Mais de cem jovens debateram, no último sábado (25/10), no Seminário da Prainha, em Fortaleza/CE, questões envolvendo comportamento, sexualidade e políticas públicas. O evento ´Juventude e Educação — gênero e diversidade sexual nas escolas´, foi promovido pelo Instituto de Juventude Contemporânea, organização não-governamental (ONG) que já possui nove anos de atividades em prol da juventude em estudos e ações.

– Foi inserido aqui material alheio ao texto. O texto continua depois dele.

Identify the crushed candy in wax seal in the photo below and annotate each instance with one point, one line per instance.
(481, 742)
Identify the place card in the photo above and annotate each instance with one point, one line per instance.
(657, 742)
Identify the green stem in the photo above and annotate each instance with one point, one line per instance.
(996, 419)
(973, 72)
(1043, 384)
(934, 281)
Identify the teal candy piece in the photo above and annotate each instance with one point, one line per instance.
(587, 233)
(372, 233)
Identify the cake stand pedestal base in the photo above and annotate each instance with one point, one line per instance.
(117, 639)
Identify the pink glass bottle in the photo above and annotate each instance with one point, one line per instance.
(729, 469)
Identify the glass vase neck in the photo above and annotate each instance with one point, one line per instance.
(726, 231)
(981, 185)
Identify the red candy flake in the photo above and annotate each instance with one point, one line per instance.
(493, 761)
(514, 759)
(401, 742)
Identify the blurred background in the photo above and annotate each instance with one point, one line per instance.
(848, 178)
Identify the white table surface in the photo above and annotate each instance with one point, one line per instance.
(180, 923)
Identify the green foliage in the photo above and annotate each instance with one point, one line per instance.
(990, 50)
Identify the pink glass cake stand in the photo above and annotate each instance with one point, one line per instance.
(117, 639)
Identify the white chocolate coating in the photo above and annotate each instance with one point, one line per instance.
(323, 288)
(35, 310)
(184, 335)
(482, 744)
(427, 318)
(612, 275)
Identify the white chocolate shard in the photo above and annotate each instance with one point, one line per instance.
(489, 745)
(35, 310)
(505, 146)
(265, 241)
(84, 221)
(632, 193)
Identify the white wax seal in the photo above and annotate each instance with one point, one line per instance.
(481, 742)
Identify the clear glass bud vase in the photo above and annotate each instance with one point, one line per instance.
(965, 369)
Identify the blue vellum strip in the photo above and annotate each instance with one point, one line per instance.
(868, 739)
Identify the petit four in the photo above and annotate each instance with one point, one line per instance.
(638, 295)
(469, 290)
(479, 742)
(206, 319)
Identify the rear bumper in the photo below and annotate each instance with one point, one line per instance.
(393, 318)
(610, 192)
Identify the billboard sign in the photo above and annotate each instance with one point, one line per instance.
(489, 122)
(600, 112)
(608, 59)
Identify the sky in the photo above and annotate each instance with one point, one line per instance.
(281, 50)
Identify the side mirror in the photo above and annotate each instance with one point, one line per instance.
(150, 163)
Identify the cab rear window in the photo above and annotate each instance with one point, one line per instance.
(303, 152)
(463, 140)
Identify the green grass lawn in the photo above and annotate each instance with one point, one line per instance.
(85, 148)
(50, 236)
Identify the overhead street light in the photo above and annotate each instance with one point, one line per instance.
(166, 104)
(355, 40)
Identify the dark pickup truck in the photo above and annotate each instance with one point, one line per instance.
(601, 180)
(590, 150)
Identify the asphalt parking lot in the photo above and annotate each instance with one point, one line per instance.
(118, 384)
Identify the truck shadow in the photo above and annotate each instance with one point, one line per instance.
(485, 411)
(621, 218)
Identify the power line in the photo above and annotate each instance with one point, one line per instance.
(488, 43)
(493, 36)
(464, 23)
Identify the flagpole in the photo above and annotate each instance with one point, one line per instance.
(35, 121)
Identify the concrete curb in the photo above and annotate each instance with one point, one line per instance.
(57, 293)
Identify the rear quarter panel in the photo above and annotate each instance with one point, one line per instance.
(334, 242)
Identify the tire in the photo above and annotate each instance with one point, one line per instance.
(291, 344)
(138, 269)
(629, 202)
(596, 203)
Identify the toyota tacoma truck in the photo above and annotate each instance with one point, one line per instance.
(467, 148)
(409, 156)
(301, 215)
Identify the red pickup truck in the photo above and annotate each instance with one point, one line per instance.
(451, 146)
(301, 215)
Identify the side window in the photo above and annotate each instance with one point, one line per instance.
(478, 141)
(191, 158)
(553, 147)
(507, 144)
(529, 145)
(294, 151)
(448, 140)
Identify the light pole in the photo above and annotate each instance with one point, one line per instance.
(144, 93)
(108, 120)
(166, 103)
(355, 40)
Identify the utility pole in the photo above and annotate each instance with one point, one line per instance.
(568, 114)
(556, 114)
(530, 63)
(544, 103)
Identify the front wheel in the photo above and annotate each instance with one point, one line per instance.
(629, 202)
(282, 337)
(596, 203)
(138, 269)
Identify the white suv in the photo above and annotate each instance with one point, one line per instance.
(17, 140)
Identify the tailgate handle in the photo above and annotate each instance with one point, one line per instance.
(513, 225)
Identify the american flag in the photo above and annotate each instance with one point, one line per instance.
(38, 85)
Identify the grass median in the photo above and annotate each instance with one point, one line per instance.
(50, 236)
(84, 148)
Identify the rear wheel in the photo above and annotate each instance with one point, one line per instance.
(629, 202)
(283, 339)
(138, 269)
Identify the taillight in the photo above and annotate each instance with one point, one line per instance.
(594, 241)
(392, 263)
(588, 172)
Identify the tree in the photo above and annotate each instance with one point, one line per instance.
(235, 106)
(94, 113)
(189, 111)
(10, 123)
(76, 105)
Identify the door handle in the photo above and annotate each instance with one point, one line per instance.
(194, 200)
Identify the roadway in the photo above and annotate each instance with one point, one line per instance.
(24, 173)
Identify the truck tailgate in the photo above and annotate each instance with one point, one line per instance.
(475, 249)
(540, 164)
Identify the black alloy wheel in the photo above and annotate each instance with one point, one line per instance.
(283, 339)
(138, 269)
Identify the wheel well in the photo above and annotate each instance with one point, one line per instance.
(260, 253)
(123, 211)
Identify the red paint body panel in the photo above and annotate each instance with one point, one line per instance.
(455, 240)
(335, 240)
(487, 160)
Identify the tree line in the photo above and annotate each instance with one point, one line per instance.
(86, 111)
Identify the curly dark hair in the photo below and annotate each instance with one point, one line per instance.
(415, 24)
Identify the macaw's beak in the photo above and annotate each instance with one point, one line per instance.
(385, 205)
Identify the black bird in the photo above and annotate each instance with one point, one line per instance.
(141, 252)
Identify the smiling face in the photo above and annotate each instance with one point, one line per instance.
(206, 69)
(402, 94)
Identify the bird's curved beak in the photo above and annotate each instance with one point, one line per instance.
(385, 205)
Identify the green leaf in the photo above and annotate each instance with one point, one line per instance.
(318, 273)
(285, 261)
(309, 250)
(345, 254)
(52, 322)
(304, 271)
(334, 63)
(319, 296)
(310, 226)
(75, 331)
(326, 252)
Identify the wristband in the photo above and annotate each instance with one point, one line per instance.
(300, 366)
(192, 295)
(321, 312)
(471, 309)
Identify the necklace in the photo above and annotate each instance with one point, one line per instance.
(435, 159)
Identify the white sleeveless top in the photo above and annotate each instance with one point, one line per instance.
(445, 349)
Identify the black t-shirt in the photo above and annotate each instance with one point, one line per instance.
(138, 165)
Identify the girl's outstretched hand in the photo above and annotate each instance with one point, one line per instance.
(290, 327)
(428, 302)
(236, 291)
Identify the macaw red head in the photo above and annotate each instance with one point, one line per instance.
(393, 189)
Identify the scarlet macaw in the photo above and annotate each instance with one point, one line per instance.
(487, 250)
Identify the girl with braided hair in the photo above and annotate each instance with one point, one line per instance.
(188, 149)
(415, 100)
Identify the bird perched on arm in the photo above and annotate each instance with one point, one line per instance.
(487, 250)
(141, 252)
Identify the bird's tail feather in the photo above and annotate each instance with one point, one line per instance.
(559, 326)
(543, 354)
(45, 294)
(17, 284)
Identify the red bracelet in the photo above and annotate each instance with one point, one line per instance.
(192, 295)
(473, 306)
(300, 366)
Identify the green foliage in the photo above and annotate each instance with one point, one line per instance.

Conforme Camila Brandão, uma das fundadoras, coordenadora do IJC e da pesquisa ´Retratos de uma Fortaleza Jovem´ (www.retratosdafortalezajovem.org.br), o evento intentou apresentar os resultados desta pesquisa e, debater com os jovens as questões de gênero e diversidade.

Além do IJC, integraram a mesa representante do Grupo de Apoio Asa Branca (Grab), que atua diretamente no segmento gay HSH (homens que fazem sexo com homens) e o Projovem Urbano, projeto de educação para jovens do Governo Federal, executado pela Prefeitura de Fortaleza.

Conforme Paulo Roberto Sousa Silva, coordenador do Projovem Urbano, a temática gênero e diversidade é sempre um desafio para ser debatido entre os jovens e requer das cabeças pensantes novas construções da sexualidade, sobretudo para implantar novos programas de políticas públicas.

Curiosidade

Uma das curiosidades no tocante à diversidade e gêneros se referem à sigla GLS, que após várias alterações resultou em LGBTT (lésbicas, gays, bissexuais, travestis e transexuais), as lésbicas encabeçando a sigla para tentar modificar o padrão masculino e machista que predominou e ainda predomina. Homens assumem sem tanto temor suas preferências sexuais entre si. Já as mulheres, naturalmente discriminadas, são ainda mais quando fazem opção sexual pelo lesbianismo. Se forem pobres e negras, a situação dessas mulheres é ainda mais séria, pelo preconceito.

A diversidade na sexualidade e os gêneros constituem uma realidade também entre os jovens que deve ser tratada de forma clara e transparente.

No tocante à pesquisa realizada pelo IJC, Camila Brandão esclarece ser a única realizada para conhecer o perfil dos jovens da cidade. Foi feita no fim de 2006 e lançada no ano passado, abarcando áreas como educação, trabalho e segurança e saúde.

O que é ser jovem hoje? Foi outra questão levada aos 1.734 jovens, entre 16 e 29 anos, já que nunca são ouvidos.